Ein Ottonormalverbraucher wird beim Klang des Wortes wissen, dass da irgendetwas von oben nach unten durchgereicht wird, meistens Befehle. Der Linke weiß, es sind nur Befehle, und Bosheiten natürlich. Der etwas rechter Gesinnte wird sich das anders zurechtgelegt haben und uns überzeugen, dass sie Welt nur mit einer ordentlichen Hierarchie regiert werden kann. Weil das alles nun so ist, erklären die Gelehrten in aller Regel vor Gebrauch des Wortes, dass Hierarchie nicht nur um ein senkrechtes Gefüge der Ordnung kreist, sondern auch „heilige Herkunft“ bedeute. Damit haben sie dann allerdings ein Fremdwort mit einem Fremdwort und somit gar nichts erklärt.
Das Wort Heilig ist uns ja nicht weniger fremd als das des Tryglodytentums. Die Höhlenbewohner sind uns fremd, weil keiner mehr in Höhlen wohnt und die Heiligen sind uns fremd, weil niemand mehr heilig sein will.
Ein Jugendlicher sprach es vor Kurzem für alle aus, nämlich dass er mit dem Heiligen nicht viel anfangen könne und auch irgendwie nicht wolle; das sei alles so weit weg.
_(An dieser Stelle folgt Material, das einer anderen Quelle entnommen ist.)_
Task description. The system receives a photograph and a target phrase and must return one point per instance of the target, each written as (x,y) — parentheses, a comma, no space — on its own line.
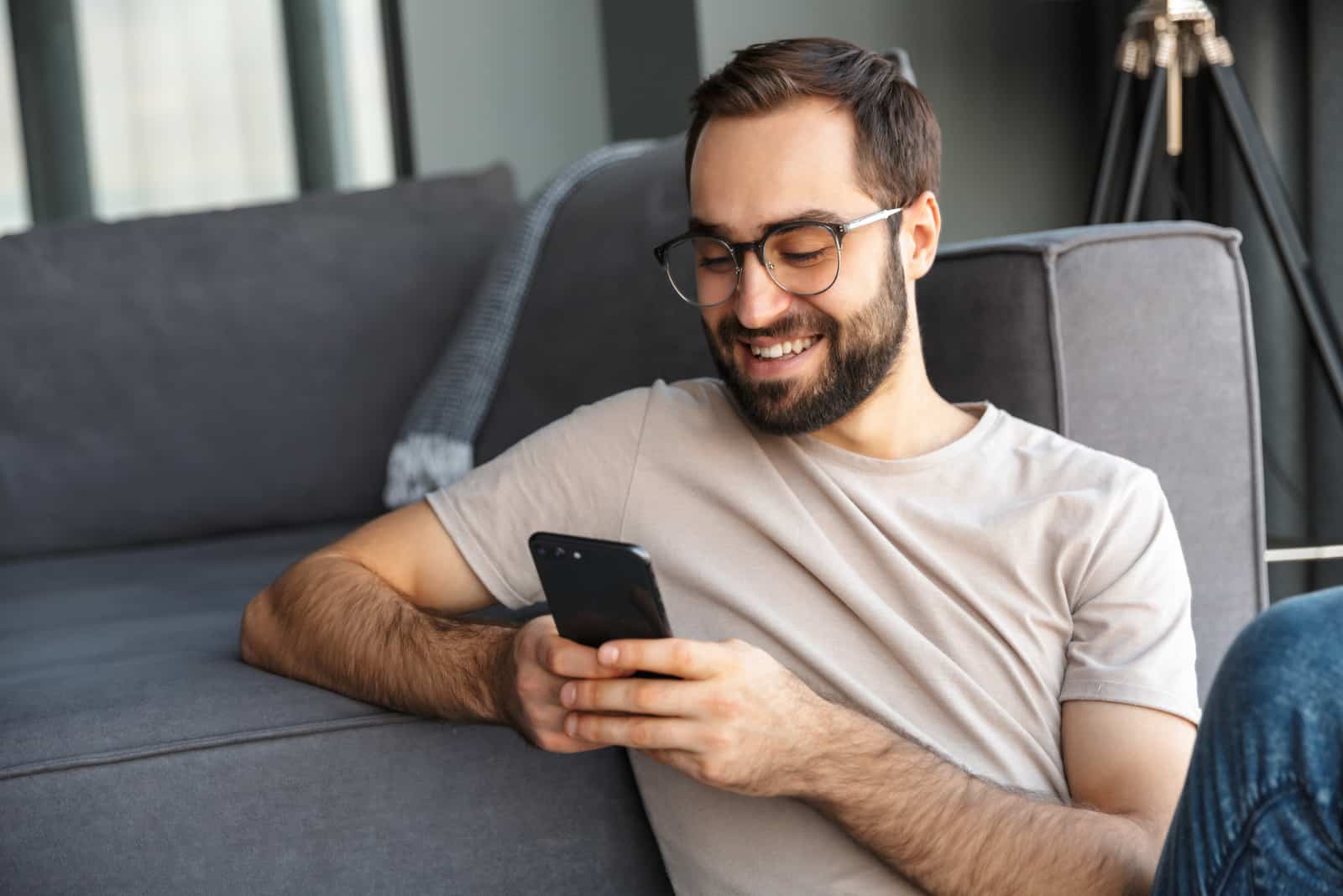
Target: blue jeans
(1262,812)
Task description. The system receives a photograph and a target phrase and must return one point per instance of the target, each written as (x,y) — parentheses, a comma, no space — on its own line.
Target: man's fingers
(682,658)
(644,732)
(638,696)
(571,660)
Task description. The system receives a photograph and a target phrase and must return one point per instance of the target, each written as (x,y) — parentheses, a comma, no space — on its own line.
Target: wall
(512,80)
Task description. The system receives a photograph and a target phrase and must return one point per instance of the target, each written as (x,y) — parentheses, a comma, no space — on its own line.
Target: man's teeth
(783,347)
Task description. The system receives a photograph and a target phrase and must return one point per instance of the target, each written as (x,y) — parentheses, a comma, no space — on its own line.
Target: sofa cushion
(601,315)
(185,376)
(143,755)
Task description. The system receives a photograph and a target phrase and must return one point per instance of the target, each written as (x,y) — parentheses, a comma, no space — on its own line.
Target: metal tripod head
(1177,35)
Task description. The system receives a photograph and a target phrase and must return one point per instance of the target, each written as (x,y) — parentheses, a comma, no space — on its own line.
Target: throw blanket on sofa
(434,447)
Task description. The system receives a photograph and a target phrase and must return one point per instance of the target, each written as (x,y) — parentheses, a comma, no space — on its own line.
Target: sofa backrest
(1131,338)
(183,376)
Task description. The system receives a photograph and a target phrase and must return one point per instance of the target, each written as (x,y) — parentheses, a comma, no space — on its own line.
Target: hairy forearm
(333,623)
(954,833)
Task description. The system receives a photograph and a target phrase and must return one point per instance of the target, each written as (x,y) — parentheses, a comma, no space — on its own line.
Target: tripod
(1168,40)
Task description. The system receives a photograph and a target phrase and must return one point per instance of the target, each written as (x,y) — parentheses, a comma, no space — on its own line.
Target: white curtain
(13,188)
(186,103)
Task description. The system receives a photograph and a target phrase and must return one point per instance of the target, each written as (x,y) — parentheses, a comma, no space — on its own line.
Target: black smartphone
(599,591)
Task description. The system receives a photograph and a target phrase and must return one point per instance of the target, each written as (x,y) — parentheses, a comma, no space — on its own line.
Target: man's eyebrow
(700,226)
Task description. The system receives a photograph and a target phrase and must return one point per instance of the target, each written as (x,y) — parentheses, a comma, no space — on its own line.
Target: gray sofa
(190,404)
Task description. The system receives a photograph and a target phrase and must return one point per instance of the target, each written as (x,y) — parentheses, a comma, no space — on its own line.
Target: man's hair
(899,152)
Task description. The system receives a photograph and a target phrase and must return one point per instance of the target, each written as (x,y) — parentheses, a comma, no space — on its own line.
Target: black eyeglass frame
(738,251)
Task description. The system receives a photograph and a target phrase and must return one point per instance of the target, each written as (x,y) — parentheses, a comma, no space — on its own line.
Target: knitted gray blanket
(434,448)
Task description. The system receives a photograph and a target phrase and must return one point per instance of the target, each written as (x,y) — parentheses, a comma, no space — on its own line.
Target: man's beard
(860,356)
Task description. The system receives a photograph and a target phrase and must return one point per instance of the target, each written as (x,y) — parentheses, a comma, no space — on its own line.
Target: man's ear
(920,226)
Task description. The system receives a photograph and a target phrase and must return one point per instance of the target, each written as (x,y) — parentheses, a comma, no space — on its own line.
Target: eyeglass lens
(802,259)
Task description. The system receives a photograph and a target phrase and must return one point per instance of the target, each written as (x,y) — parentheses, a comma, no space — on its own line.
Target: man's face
(785,165)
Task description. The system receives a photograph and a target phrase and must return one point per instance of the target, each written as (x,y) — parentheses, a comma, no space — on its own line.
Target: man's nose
(760,300)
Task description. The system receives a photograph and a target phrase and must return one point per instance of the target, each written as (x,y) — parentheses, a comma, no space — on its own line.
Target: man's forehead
(752,169)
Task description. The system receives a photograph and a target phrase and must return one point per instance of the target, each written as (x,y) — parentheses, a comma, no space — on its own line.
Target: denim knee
(1289,656)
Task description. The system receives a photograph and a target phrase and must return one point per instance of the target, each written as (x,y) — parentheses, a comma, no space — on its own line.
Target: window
(13,184)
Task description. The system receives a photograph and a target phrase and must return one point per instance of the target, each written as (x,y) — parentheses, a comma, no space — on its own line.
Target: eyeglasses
(801,257)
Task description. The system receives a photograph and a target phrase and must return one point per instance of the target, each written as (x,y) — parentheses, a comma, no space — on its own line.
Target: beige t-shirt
(958,596)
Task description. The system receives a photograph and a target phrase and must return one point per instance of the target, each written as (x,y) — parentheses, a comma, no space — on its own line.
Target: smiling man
(922,645)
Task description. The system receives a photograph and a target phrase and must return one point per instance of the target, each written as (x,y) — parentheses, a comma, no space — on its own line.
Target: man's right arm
(371,616)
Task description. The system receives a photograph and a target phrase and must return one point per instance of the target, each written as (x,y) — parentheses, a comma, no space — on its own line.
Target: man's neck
(904,418)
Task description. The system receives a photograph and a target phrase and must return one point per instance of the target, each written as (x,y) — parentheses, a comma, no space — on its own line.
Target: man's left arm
(740,721)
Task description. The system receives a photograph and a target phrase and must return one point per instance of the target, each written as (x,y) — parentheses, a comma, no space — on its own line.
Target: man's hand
(534,672)
(738,719)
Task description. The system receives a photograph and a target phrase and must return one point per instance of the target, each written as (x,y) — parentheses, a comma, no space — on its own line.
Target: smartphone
(599,591)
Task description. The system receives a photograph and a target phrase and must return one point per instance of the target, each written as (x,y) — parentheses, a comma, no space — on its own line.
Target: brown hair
(899,152)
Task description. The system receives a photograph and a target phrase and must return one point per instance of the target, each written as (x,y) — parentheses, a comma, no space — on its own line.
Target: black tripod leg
(1278,214)
(1105,174)
(1146,143)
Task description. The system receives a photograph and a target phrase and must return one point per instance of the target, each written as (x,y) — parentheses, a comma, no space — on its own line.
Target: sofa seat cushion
(192,374)
(143,755)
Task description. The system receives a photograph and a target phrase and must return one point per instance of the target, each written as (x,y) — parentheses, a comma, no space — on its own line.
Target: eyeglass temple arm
(870,219)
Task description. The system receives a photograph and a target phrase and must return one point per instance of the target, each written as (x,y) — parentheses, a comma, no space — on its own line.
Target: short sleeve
(1132,632)
(571,477)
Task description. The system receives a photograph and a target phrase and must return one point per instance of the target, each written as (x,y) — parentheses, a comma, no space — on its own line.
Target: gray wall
(514,80)
(1011,83)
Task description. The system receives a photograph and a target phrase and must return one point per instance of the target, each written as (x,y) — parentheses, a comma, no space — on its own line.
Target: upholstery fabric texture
(601,317)
(434,448)
(185,376)
(140,755)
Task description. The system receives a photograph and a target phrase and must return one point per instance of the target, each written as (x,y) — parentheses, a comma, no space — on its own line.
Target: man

Das stimmt, meinte der Kaplan, die Kirche müsse unbedingt geerdet werden. Mit meinem Hinweis, Christus sei aber doch gekommen, um die Erde zu himmeln, war ich unzeitgemäß.
Mein Problem ist: Die Heiligkeit war mir schon immer eine liebe Sache und hat wohl etwas irgendwie Fernes, sie hat aber nichts Befremdendes. Das Problem ist keins von Nähe oder Ferne, sondern, ob das andere uns am Herzen liegt oder nicht.
Wenn Soldaten oder Arbeiter in der Fremde ihre Lieder von der Heimat singen, dann meinen sie damit etwas Liebes, das weit weg ist, nicht was ferne liegt und ihnen gestohlen bleiben kann. Wenn das Ferne ihnen nicht lieb ist, dann haben sie dort keine Heimat mehr, sondern nur noch ein Stück Land.

Ich habe hier gerade gefühlsbetonte Wörter eingeführt. Heimat und Nähe sind Wörter mit Gefühl, im Gegensatz zu etwa Zuhause und Distanz, die eher technisch daher kommen. Das ist nämlich der Bogen, der geschlagen werden muss: Um verstehen zu können, was für den Christen das Heilige ist, muss es als viel mehr etabliert werden, als etwas, das irgendwie schon ganz in Ordnung ist. Für das Zusammenleben reicht es nicht, wenn man sich nur nichts tut. Da muss schon etwas sein, was wir unbeholfen als Liebe bezeichnen. Thomas erwähnt das, wo er von der Freundschaft spricht. Wohlwollen reicht nicht zur Freundschaft. Es muss schon eine gegenseitige Liebe dabei sein.
Eine christlichen Predigt sollte das Heilige nicht nur als nicht schlecht, sondern als Heimat schildern. In der Erklärung der Hierarchie müsste das bereits geklärt sein. Hierarchie meint ihrem Grunde her also eigentlich nie eine kalte Befehlskette, sondern vielmehr eine tragfähige Struktur, die in einem Land ihren Grund hat, aus dem heraus wir mit viel Liebe und Wohlwollen angesehen werden; in Freundschaft, würde der heilige Thomas wohl sagen.

 

II-II 23,1,co.: Sed nec benevolentia sufficit ad rationem amicitiae, sed requiritur quaedam mutua amatio.